Five years of ISS crews - Soyuz spacecraft prove reliable shuttle
Just over five years ago the Soyuz TM-31 spacecraft was launched into orbit. There had been 30 previous launches of the Soyuz-TM spacecraft, all of which went to the Mir Space Station. This flight however was a landmark in spaceflight history as it carried the first Expedition Crew to the International Space Station where it arrived and docked two days later.

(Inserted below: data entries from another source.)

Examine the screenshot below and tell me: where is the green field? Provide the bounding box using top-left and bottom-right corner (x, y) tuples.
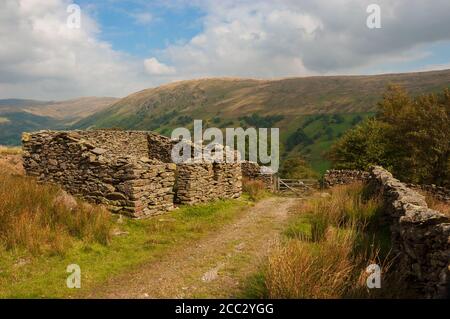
(282, 113), (375, 173)
(0, 199), (250, 298)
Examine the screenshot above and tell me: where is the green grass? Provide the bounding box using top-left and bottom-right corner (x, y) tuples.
(295, 113), (375, 173)
(275, 113), (375, 174)
(240, 183), (405, 299)
(283, 215), (312, 240)
(0, 199), (250, 298)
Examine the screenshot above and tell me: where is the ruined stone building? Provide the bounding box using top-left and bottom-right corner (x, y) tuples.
(22, 130), (243, 218)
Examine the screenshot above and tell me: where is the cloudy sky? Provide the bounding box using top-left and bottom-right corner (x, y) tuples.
(1, 0), (450, 100)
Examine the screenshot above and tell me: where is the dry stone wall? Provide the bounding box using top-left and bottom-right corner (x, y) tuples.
(368, 166), (449, 299)
(75, 130), (150, 158)
(323, 169), (370, 188)
(22, 130), (243, 217)
(323, 166), (449, 298)
(145, 133), (244, 205)
(241, 161), (276, 191)
(324, 169), (450, 203)
(146, 132), (176, 163)
(22, 131), (175, 218)
(174, 162), (242, 205)
(213, 162), (242, 199)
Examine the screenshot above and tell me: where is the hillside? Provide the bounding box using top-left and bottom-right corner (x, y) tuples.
(0, 112), (62, 145)
(75, 69), (450, 173)
(0, 99), (49, 108)
(23, 97), (118, 123)
(0, 97), (117, 145)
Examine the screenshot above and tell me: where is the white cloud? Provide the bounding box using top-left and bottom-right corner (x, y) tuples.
(157, 0), (450, 78)
(1, 0), (450, 100)
(144, 58), (176, 75)
(0, 0), (152, 100)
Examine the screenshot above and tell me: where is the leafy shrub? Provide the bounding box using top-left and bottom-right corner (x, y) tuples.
(279, 157), (318, 179)
(239, 113), (284, 128)
(176, 115), (193, 125)
(285, 128), (313, 151)
(351, 115), (363, 125)
(329, 86), (450, 186)
(328, 119), (392, 171)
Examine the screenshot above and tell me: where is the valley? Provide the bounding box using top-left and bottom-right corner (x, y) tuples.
(74, 69), (450, 173)
(0, 97), (117, 145)
(2, 69), (449, 173)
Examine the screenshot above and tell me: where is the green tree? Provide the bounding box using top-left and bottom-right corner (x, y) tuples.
(351, 115), (363, 125)
(286, 128), (313, 151)
(329, 85), (450, 186)
(328, 119), (392, 171)
(279, 157), (318, 179)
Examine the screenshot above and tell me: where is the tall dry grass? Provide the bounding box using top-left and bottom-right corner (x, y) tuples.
(0, 169), (112, 255)
(264, 183), (409, 298)
(266, 228), (356, 298)
(0, 145), (22, 155)
(242, 178), (267, 201)
(422, 192), (450, 217)
(307, 183), (380, 241)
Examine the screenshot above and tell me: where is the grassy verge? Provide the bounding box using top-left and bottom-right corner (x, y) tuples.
(0, 171), (250, 298)
(242, 183), (412, 299)
(242, 178), (271, 202)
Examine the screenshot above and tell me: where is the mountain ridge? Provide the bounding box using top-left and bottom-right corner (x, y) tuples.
(75, 69), (450, 129)
(0, 97), (118, 145)
(74, 69), (450, 173)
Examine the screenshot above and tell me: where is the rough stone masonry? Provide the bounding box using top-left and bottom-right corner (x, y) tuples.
(22, 130), (242, 218)
(324, 167), (450, 298)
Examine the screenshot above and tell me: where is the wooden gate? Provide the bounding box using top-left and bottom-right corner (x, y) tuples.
(276, 178), (318, 195)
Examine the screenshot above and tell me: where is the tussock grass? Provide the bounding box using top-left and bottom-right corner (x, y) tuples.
(0, 171), (112, 255)
(306, 183), (381, 242)
(244, 183), (411, 299)
(0, 194), (249, 298)
(423, 192), (450, 217)
(242, 178), (268, 201)
(266, 229), (356, 298)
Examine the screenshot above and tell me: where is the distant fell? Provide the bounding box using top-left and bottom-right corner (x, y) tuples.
(76, 69), (450, 130)
(0, 97), (117, 145)
(74, 69), (450, 173)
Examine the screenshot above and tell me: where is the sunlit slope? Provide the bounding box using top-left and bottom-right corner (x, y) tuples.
(75, 69), (450, 173)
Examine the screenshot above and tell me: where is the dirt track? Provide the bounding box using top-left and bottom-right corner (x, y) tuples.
(87, 197), (298, 298)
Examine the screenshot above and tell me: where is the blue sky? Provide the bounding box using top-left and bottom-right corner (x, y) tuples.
(1, 0), (449, 99)
(77, 1), (205, 58)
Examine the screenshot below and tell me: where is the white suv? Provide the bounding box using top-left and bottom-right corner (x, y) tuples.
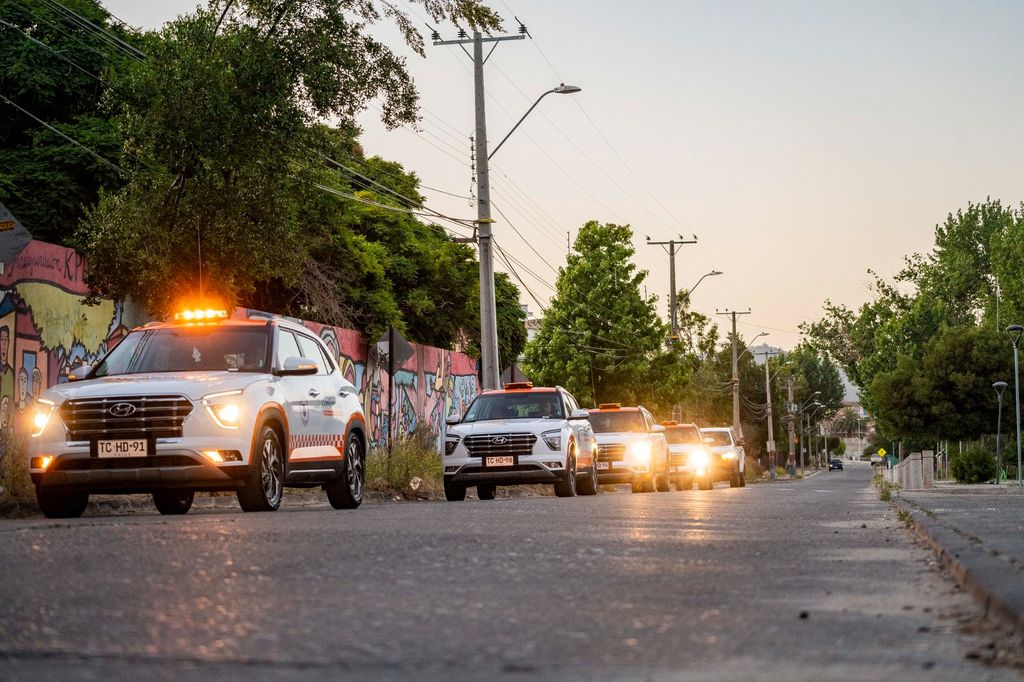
(699, 426), (747, 488)
(588, 404), (670, 493)
(443, 382), (597, 500)
(28, 310), (367, 518)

On 2 November 2005 it was precisely five years ago that Bill Shephard, Yuri Gidzenko and Sergei Krikalev entered through the hatch between the Soyuz TM-31 spacecraft and the International Space Station establishing a permanently occupied international outpost in space. This marked a new era in human spaceflight, which had officially started with the signing of the ISS Intergovernmental Agreement between the five international partners: USA, Russia, Europe, Canada and Japan in January 1998. Of all the astronauts that have been on mission to the station, seven of these have been European, with six of these being ESA staff members: Roberto Vittori, André Kuipers, Pedro Duque, Frank De Winne, Claudie Haigneré and Umberto Guidoni.
The seventh was Philippe Perrin who at the time of the flight was a CNES staff member and later became a member of ESA’s European Astronaut Corps in 2002 before joining Airbus Industries as a test pilot in 2004.